Даниель усадил Жинетту в машину. Мартина ему осточертела. Он был сыт Мартиной по горло. Она олицетворяла собой все, что ему было ненавистно вульгарная, пошлая, с пошлым образом жизни, с пошлыми мыслями, мещанка, исподтишка занимающаяся мелким мошенничеством… Все в ней было мелочно, пропитано дурным вкусом. Он резко тормозил и газовал, обращаясь с машиной так, как расправился бы с Мартиной, попадись она ему под руку. Жинетта жила в районе Терн, в обыкновенном доме, где на лестнице пахло луковым супом. Сквозь дверь проникали на площадку голоса, детский плач, звуки радио… Жинетта открыла одну из дверей.
– Не зажигай света… – попросил Даниель. Она осторожно повела его за собой, и они нашли постель в полней темноте.

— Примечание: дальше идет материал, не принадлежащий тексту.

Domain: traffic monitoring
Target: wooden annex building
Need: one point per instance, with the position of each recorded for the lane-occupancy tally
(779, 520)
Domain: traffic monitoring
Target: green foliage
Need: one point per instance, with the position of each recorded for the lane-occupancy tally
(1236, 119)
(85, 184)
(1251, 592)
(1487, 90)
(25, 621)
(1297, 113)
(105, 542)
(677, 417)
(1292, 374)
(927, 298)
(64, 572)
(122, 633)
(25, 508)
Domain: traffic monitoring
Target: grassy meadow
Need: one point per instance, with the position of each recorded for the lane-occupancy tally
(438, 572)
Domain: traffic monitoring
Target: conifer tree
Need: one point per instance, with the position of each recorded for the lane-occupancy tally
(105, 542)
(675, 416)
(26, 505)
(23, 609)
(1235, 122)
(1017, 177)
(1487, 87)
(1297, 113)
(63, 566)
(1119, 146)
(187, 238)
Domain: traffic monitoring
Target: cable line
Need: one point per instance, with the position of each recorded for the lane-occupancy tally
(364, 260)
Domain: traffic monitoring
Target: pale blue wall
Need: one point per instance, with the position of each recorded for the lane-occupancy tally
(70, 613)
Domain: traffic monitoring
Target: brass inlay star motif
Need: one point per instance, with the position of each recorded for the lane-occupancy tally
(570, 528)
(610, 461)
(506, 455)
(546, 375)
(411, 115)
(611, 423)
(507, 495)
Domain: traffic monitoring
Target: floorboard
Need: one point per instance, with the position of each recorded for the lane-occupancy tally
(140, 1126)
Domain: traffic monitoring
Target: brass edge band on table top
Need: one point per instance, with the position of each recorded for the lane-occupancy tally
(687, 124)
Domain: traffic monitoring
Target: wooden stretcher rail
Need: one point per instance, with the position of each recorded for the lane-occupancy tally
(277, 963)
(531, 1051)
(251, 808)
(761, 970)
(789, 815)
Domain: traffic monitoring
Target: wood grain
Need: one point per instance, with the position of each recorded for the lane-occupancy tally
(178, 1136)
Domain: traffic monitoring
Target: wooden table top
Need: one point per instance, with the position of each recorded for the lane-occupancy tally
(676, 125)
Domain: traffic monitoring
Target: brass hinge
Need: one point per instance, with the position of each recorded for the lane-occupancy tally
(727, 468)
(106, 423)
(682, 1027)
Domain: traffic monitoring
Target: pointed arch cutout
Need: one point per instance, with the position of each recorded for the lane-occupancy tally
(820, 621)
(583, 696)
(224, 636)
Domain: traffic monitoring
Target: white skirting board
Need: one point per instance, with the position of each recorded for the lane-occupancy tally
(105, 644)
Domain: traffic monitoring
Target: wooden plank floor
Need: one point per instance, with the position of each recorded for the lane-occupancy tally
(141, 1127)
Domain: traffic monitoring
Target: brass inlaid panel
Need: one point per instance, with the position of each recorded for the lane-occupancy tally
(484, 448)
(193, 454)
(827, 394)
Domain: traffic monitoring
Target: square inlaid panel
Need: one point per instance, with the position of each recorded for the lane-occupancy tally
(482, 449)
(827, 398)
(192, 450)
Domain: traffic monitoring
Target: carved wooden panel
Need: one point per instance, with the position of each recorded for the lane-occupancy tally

У Мартины было достаточно времени, чтобы оправиться после удара, нанесенного ей увольнением с работы. Даниель не появлялся, никогда еще он так долго не отсутствовал. И ни слова, ни звука. Мартина решилась и позвонила на ферму, даже не один раз. Ей отвечали, что Даниеля нет, и это было похоже на сговор. С помощью Жинетты она очень быстро нашла себе работу в одной парикмахерской, платили ей там даже больше, чем в «Институте». Это было, однако, совсем не то, хотя заведение и дорогое, для богатых женщин, но «высший свет», который задает тон, здесь не бывал. Мартина, преисполненная своеобразного снобизма, воспринимала это как свое падение. Точно так же унижала ее в собственных глазах растущая напористая дружба Жинетты, которая никак не могла заменить ей дружбу мадам Денизы. Мадам Дениза была для Мартины представительницей «высшего света», а Жинетта неплохая бабенка, но кроме вечных жалоб на то, как трудно одинокой женщине воспитывать сына, и рассказов о случайных связях, обычно кончавшихся рассуждениями о непостоянстве мужчин, она была ни на что не способна. Теперь Мартина совсем не в настроении болтать с Жинеттой во время завтрака или бродить с нею для развлечения по магазинам, как они это делали тогда, когда Мартина еще работала в «Институте красоты». В поведении мадам Денизы был стиль, она не спала с кем попало, она выбирала, и притом всегда только людей хорошего тона-промышленников, кинопродюссеров… И у нее случались иногда мимолетные связи, но все-таки это были связи, а не встречи на одну ночь. К тому же она не особенно распространялась на эту тему, а только намекала – взглядом, улыбкой… А теперь, когда ей перевалило за сорок, она сумела так разумно выйти замуж за этого бывшего гонщика. Ей не нужен кредит! Одно только ее жалованье в «Институте красоты»…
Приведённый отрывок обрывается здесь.